Señor presidente: Gracias por haber escogido a Cúcuta y a Norte de Santander para realizar aquí el primer empalme de su gobierno.
Norte de Santander aprendió hace mucho tiempo a leer los gestos. Es un departamento de frontera, y las regiones de frontera desarrollan una sensibilidad particular para distinguir entre la visita y la decisión, entre el anuncio y el presupuesto, entre la fotografía y la obra terminada.
Que el primer ejercicio de empalme de una administración que apenas comienza se haya hecho en la frontera no es un detalle de agenda: envía un mensaje que aquí se entendió con claridad.
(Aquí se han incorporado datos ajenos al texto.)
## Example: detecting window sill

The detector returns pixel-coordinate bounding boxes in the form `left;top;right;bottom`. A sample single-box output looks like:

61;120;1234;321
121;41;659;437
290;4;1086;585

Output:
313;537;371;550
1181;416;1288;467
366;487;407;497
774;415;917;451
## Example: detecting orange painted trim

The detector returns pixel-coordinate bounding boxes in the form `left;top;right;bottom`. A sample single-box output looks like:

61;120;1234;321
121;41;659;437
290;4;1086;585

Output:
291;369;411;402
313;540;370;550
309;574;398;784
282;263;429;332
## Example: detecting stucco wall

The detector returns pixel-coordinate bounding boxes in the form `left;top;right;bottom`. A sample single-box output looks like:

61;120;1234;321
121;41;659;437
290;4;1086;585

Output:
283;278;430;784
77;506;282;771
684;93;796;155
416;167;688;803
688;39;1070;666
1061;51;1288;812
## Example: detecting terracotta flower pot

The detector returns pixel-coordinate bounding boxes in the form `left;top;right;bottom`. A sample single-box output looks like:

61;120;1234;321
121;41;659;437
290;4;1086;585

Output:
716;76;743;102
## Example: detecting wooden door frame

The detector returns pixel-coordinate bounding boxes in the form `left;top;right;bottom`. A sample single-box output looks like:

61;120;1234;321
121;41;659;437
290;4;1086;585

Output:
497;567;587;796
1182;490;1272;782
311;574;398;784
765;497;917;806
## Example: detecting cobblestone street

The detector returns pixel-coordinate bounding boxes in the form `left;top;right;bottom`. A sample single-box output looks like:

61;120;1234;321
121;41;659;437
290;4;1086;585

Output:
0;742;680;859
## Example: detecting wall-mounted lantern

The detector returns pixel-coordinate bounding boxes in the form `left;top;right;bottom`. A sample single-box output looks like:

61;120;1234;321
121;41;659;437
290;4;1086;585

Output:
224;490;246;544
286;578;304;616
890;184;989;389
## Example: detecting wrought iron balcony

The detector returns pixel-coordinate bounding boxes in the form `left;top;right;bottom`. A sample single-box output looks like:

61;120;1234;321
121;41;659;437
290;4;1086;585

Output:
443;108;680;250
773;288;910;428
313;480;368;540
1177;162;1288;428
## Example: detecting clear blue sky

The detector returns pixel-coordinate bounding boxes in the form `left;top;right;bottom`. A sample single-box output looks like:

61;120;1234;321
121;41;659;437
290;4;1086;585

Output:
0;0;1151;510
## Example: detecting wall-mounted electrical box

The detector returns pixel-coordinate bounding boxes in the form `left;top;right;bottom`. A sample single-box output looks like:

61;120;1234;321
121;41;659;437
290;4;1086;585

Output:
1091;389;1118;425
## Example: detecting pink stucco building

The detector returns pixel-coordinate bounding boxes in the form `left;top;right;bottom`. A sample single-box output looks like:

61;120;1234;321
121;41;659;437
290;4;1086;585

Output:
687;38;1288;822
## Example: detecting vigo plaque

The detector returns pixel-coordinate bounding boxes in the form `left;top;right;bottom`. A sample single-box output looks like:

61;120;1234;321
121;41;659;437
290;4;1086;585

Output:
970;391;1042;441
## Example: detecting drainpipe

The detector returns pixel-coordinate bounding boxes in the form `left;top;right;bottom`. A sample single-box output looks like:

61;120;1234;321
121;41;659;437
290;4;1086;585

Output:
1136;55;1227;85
Durante décadas este departamento ocupó los últimos lugares en las prioridades nacionales y aprendió a acostumbrarse a esa posición; cambiar esa percepción exige continuidad y hechos.
Agradecemos también el respaldo anunciado por su equipo de trabajo al proyecto de ampliación de El Malecón, sobre la ribera del río Pamplonita, una intervención que recuperará más de 31.900 metros cuadrados para el encuentro ciudadano y que, por sí sola, ya cambia la conversación sobre lo que esta ciudad puede ser.
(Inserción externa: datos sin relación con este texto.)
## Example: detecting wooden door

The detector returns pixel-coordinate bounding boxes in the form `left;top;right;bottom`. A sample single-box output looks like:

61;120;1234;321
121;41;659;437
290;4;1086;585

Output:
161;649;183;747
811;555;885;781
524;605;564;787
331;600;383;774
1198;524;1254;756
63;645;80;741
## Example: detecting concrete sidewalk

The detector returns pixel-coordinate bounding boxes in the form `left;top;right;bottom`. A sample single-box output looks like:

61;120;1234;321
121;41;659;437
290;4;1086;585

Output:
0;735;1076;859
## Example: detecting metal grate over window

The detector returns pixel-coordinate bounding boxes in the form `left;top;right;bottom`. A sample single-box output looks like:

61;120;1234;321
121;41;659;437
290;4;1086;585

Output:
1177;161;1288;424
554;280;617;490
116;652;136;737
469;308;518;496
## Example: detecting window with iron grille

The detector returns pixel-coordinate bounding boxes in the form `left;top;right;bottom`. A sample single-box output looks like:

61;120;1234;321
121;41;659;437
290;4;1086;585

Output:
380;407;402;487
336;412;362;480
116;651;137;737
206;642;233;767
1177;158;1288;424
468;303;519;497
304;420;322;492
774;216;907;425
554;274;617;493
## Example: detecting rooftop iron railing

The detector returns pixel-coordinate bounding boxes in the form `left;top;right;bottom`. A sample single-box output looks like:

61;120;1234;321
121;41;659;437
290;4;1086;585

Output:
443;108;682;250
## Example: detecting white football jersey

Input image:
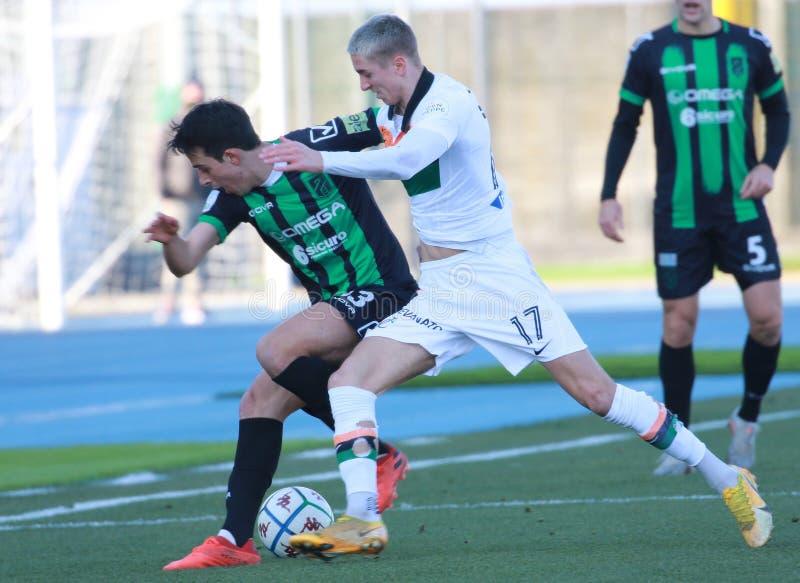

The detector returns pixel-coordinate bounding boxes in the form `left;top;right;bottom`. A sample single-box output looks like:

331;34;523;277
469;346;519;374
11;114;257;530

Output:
377;74;512;249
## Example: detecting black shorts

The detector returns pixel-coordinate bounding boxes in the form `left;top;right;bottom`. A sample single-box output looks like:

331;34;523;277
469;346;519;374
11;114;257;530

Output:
654;215;781;300
323;286;417;338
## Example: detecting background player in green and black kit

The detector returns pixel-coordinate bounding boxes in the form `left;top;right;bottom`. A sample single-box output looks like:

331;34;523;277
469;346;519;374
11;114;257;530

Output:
145;99;417;570
599;0;789;475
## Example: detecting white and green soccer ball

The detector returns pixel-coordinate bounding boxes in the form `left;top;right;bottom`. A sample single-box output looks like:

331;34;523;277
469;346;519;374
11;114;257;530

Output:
256;486;333;558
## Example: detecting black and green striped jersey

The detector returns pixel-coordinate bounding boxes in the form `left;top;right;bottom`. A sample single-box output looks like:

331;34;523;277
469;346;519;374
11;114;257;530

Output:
199;109;416;301
620;20;788;228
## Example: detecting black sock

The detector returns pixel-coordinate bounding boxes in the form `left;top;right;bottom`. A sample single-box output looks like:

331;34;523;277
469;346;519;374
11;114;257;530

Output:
272;356;389;455
739;334;781;422
658;340;694;427
222;417;283;546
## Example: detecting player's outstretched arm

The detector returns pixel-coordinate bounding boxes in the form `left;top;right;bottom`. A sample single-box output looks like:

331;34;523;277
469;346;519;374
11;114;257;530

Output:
259;137;322;173
143;213;219;277
597;198;625;243
739;163;775;199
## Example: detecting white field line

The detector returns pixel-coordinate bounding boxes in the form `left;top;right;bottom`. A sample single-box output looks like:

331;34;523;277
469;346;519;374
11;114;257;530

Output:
0;490;800;532
0;409;800;530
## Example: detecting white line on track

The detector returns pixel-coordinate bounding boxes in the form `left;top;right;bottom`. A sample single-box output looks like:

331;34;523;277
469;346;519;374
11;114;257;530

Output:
0;409;800;530
0;395;214;425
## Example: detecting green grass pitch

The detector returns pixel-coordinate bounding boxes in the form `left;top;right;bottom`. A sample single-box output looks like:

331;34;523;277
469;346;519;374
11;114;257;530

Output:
0;389;800;583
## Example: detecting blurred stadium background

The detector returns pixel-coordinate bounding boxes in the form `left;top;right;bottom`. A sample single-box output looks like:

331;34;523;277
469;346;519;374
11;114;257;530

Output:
0;0;800;330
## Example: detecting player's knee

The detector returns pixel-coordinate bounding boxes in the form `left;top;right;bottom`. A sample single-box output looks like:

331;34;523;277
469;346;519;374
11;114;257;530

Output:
256;334;295;377
750;311;783;346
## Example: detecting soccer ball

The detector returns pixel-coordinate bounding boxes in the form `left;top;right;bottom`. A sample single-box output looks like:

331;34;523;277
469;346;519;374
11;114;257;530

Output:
257;486;333;558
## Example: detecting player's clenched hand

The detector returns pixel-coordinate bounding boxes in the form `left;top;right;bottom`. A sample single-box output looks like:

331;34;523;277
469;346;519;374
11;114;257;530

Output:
739;164;775;199
598;198;624;243
258;137;322;172
142;213;180;243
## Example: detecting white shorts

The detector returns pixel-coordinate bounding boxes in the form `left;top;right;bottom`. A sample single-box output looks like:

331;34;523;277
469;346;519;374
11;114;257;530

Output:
367;238;586;375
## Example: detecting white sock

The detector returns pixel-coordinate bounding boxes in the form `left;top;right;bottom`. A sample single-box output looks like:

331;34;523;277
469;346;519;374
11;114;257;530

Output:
697;451;739;494
328;386;380;522
605;384;713;468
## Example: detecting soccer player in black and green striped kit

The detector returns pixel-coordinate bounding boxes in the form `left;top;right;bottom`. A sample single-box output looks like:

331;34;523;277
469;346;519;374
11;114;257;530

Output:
145;99;417;570
599;0;789;475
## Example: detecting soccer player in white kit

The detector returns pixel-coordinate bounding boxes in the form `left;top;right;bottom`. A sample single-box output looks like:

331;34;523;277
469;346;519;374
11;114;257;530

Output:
261;15;772;558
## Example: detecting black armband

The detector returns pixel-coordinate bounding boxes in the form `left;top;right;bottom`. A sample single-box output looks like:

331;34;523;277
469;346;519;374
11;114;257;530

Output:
600;99;642;200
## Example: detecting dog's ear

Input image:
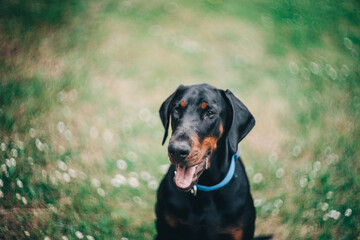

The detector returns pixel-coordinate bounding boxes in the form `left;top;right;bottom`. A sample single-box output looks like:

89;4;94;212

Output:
159;85;183;145
221;90;255;153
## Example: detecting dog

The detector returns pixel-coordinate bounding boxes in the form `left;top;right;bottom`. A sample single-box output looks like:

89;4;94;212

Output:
155;84;255;240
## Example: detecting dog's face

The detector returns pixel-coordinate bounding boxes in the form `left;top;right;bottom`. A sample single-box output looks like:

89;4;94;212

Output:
160;84;253;191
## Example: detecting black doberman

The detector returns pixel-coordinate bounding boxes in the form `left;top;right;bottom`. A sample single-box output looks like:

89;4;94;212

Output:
156;84;255;240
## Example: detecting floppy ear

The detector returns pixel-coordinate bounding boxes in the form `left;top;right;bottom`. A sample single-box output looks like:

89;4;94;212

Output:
159;85;183;145
221;90;255;153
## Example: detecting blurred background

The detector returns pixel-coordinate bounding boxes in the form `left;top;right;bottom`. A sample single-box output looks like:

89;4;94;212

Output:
0;0;360;240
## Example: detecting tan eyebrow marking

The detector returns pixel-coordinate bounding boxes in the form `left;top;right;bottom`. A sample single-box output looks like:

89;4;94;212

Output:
201;102;209;109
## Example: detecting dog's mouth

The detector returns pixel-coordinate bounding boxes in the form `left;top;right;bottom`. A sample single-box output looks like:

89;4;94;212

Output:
174;151;211;192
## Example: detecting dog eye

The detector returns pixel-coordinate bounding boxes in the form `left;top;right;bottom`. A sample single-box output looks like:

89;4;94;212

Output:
174;106;181;113
204;110;215;118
El gesto político debe ahora traducirse en decisiones y recursos concretos. No basta con la presencia institucional ni con los anuncios: es imprescindible que las palabras se conviertan en presupuesto y en obra terminada.
Si este empalme se complementa con seguimiento y ejecución, la presencia de Cúcuta en la agenda nacional podrá dejar de ser simbólica y convertirse en un cambio real para la región y sus habitantes.